Law firm ENS Africa says competition policy and law can be used as a tool for economic regulation, as is demonstrated by the preva- lence of competition legislation in many jurisdictions.
ENS Africa antitrust/competition executive Lizel Blignaut notes that a few decades ago, competition laws featured mainly in developed countries, but they are fast becoming a regular feature of the regulatory landscape in developing countries, such as African countries, which have started to harness competition law as part of an overarching approach to further develop and ensure regulation of their economies.
Blignaut adds that competition law integration is also evident in developing countries, owing to the recent enforcement of the Common Market for Eastern and Southern Africa (Comesa) Regulations, which regulate mergers and anticompetitive conduct in the Comesa member States.
The South African Competition Act, No 89 of 1998 as amended, applies to all economic activity within, or that has effect within, South Africa. In this regard, South African competition laws apply to all South African firms and international firms doing business in, or whose business activities have an effect on, the South African economy.
South African firms that do business outside South Africa are subject to the rules and regulations of those jurisdictions in which they are active or where their activities have economic effect.
Blignaut also notes that South Africa’s Competition Act is in line with international competition laws.
She states that the overhaul of the competition law and policy framework in the late 1990s afforded policymakers the opportunity to develop a “best of breed” framework.
“The Competition Act is considered to be fairly sophisticated and the South African competition authorities are highly regarded in international competition circles,” she observes.
However, Blignaut notes that, while there is a strong common thread linking the competition laws of various jurisdictions, with free markets underpinning these laws, there are differences in the broader objectives that each of these competition regimes seeks to achieve.
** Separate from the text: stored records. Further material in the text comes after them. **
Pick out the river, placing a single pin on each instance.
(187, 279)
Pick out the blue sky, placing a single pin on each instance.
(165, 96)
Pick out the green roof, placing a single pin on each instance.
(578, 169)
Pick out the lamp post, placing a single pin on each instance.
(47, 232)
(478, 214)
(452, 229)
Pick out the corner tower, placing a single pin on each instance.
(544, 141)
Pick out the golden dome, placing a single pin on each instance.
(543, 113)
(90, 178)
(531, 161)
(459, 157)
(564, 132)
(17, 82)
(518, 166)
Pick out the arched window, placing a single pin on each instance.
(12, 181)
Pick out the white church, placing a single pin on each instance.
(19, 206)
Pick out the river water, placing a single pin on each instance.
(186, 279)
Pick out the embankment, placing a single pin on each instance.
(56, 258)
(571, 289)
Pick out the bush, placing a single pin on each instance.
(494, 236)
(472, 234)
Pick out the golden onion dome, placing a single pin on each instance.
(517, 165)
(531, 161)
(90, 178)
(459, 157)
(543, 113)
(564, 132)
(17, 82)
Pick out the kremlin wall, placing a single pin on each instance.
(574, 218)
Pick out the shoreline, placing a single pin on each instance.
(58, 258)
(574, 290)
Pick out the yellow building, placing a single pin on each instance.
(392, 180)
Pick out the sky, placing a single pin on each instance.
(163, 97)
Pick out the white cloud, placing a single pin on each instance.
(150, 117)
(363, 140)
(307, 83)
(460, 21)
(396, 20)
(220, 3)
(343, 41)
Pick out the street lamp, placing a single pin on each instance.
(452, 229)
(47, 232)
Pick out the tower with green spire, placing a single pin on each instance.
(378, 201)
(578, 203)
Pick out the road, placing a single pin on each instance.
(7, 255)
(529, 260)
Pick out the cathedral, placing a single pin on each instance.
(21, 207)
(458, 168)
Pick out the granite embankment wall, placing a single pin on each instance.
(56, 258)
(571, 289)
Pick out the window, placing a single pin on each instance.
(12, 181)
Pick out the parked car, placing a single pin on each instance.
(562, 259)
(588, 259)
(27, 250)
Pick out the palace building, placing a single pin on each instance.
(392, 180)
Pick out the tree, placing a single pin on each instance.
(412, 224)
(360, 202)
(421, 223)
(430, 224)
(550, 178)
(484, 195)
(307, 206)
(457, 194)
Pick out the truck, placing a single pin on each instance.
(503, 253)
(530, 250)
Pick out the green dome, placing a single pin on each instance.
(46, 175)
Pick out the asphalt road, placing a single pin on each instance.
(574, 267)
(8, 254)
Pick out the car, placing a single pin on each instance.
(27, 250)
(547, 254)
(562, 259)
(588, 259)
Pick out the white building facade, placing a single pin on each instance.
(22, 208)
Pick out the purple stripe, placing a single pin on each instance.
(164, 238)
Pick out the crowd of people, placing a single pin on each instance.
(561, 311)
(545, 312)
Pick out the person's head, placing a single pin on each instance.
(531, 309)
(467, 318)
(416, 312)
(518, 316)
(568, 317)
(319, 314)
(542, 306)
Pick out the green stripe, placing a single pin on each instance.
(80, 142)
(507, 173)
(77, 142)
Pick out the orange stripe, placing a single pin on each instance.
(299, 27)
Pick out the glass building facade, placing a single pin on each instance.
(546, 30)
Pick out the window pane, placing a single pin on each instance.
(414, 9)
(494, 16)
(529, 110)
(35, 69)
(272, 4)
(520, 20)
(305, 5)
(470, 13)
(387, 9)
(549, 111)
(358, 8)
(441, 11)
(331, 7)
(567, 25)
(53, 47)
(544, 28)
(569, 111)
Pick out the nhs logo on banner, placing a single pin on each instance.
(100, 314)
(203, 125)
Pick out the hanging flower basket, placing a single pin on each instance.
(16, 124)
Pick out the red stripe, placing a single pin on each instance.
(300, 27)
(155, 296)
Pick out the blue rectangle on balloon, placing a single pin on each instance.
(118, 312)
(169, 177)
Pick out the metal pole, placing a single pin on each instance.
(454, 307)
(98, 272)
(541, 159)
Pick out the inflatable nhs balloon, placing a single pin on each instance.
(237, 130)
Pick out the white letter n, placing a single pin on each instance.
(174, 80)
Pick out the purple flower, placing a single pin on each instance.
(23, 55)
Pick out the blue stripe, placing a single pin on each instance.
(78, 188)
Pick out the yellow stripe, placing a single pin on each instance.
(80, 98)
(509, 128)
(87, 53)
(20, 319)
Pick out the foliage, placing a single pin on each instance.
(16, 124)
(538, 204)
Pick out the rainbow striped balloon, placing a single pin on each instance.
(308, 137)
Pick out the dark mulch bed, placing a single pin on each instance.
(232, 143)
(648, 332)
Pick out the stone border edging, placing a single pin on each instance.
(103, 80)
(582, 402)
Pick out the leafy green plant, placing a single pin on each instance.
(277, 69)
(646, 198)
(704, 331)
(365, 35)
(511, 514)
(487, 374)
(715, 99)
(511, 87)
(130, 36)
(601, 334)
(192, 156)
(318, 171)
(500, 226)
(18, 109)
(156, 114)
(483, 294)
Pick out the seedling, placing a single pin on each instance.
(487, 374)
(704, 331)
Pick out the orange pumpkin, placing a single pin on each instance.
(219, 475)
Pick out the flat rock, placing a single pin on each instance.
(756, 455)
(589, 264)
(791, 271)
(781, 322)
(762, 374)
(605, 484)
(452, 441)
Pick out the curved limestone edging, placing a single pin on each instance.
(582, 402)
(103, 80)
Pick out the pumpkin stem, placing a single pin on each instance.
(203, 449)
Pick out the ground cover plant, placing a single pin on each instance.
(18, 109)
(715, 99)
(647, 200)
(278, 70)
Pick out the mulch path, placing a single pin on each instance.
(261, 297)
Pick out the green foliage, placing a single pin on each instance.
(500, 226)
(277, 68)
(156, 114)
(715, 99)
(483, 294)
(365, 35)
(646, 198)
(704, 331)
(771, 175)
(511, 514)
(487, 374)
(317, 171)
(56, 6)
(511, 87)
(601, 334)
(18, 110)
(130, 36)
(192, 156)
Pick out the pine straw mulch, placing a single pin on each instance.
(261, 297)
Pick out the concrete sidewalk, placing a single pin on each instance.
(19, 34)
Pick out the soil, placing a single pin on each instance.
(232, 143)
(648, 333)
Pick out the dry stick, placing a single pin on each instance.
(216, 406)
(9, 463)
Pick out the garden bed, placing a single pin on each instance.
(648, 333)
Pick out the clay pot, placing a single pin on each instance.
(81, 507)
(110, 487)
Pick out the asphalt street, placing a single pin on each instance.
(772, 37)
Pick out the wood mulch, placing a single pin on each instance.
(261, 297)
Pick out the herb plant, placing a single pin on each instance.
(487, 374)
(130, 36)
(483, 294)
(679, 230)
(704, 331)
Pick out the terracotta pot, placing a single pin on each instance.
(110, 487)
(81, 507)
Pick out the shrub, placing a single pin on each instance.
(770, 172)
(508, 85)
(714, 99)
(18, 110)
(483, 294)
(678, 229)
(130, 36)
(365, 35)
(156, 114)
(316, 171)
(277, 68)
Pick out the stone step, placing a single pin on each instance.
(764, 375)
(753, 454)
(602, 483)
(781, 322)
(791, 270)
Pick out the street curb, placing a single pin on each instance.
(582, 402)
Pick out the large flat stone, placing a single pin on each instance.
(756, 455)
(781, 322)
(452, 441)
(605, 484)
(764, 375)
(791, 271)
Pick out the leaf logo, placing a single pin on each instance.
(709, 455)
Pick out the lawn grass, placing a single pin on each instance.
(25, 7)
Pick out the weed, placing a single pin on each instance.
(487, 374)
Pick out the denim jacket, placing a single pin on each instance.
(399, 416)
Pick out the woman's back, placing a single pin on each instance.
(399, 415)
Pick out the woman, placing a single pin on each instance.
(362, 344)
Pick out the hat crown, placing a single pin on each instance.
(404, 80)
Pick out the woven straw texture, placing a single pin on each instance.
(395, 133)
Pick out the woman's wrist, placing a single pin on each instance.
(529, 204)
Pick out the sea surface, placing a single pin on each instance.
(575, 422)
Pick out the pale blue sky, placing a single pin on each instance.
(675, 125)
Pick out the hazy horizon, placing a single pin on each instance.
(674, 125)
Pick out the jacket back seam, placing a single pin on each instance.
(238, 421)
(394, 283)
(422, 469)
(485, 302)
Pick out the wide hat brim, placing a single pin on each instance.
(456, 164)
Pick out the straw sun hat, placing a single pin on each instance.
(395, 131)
These differences are mainly emphasised when dealing with public-interest issues.
She explains that developed and developing countries have different public-interest agendas that account for the variance in focus and approach to the application of competition laws. “In South Africa, the public-interest objectives strive to promote employment, ensure that small and medium-sized enterprises have an equitable opportunity to participate in the economy, increase the ownership stake of historically disadvantaged persons and expand opportunities for South Africa’s participation in world markets.”
In contrast, the European Union’s public- interest objectives focus on reducing trade barriers and creating a single currency and market.
A feature of the South African arena is that its competition law enables government to participate in competition proceedings.
“While the Competition Commission is an independent body tasked with promoting fair competition and enhancing the competitiveness of South African markets, the commission, as a result of active participation by government in its processes, also has to balance the application and enforcement of competition law with industrial policy when performing its mandate,” explains Blignaut.
She says the competition authorities in South Africa are well positioned to continue fulfilling their mandate and building on their past successes. “After recent internal management disruptions within the commission, the appoint- ments of new acting commissioner Thembinkosi Bonakele and, subsequently, several key senior management officials, including a chief econo- mist, have restored some internal stability to the organisation.”
Other than the market inquiry into the private healthcare sector in South Africa, no other major shift in the focus of the Competition Commission’s work is expected. The commission’s stated objective is to focus its resources on markets and sectors where there is a greater degree of social impact, including supporting government’s economic development objectives, Blignaut explains.
“The commission must balance these broader policy objectives in assessing the matters brought before it. Its role in advocating for procompetitive behaviour and policies has also taken greater prominence and is expected to continue,” she states.
Blignaut says one of the challenges the commission faces is dealing with government’s expectation that it attend to several ills in the South African economy through competition policy, as some of these problems can be more effectively dealt with through direct sector regulation or industrial-policy measures.
To the extent that the Competition Act empowers the competition authorities to actively pursue public-interest objectives, the practice that sees merger matters carefully scrutinised for effects on the public interest – particularly on specific, vulnerable employees – will continue, she says.
Another challenge that the competition authorities face is balancing the use of resources against expected outcomes. An example of this was evident in the construction cartel case.
“Through a fast-track settlement process, construction firms involved in the cartel were issued with fines. This case had a widespread effect in that the construction cartel involved construction projects that comprised a significant portion of public and private infrastructure expenditure in South Africa.
“In light of the far-reaching impact of the cartel conduct, concerns have been raised that the administrative fines set by the commission have been relatively low,” says Blignaut.
“It would seem that the commission chose a pragmatic approach that was aimed at efficiently allocating its resources and effectively concluding its investigations,” she concludes.